The randomized controlled trial is evaluating ICP management at five centers in Ecuador and Bolivia. An estimated 270 patients will be studied.

The implications for the study could have widespread impact on global head injury treatment guidelines.

“The research by Dr. Chesnut and his colleagues addresses a major health problem –the need for high quality evidence to inform clinical care guidelines for TBI,” said Ramona Hicks, Ph.D, program director for TBI research at the NINDS, one of the funders . ” It’s exciting to see a team of investigators with such a successful and productive track record apply their expertise to this important, but also challenging international study.”

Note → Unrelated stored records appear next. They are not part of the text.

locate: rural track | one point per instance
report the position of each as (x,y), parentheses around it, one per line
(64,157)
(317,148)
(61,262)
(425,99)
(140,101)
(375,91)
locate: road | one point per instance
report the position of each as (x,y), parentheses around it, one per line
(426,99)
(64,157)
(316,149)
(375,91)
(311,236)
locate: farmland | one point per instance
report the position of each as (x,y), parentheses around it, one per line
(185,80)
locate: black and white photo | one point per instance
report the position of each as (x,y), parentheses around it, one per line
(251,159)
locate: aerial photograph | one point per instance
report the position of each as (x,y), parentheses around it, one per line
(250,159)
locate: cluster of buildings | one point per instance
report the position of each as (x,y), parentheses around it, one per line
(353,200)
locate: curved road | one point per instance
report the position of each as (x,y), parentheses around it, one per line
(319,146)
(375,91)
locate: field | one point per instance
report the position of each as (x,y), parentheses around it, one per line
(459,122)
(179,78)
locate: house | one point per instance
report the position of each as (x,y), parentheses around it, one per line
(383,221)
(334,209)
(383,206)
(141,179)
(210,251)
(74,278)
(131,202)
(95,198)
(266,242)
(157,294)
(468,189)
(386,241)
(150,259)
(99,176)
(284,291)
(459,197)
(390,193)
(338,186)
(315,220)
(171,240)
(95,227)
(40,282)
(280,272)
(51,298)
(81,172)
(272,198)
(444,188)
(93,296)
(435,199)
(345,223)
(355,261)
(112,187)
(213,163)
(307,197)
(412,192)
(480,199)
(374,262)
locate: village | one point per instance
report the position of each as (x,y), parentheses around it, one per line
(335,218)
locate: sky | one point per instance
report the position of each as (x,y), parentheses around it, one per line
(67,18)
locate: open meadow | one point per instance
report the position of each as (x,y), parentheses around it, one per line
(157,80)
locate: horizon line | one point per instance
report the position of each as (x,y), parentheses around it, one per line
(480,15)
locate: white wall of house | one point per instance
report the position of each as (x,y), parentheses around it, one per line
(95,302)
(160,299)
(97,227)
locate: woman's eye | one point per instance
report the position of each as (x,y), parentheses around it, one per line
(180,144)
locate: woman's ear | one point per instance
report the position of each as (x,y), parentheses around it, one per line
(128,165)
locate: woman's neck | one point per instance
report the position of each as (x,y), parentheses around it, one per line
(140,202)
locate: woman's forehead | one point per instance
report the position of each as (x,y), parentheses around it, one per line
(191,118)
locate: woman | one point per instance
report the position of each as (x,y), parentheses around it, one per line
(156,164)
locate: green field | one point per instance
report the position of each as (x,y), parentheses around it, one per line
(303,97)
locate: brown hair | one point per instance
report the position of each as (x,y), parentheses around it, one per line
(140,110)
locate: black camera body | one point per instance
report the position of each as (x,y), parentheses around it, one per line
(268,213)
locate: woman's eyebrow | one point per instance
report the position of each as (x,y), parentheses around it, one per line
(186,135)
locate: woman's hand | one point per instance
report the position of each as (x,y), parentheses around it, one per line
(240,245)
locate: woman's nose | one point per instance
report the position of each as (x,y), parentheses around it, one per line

Because the brain and nervous system don’t repair themselves, the best physicians can do now, said Chesnut, is provide an optimal healing environment and avoid what he calls “secondary insults” — low blood pressure, low oxygen, fever and inadequate blood flow.

Meanwhile, researchers keep finding new areas of study, such as the large volume of head injury patients in Latin America that are not seen in intensive care units because there are no beds. These so-called “orphan patients” are managed by various medical teams outside the ICU.

Also, blast injuries from the wars in Iraq and Afghanistan are causing a new epidemic in mild traumatic brain injury, said Celix, who is getting a master’s of public health at UW. A RAND telephone survey released in 2008 found that 20 percent of U.S. soldiers are returning with a mild form of TBI, but the impact on civilians in these countries is unknown.

“We need to define the problem better among civilians,” she said.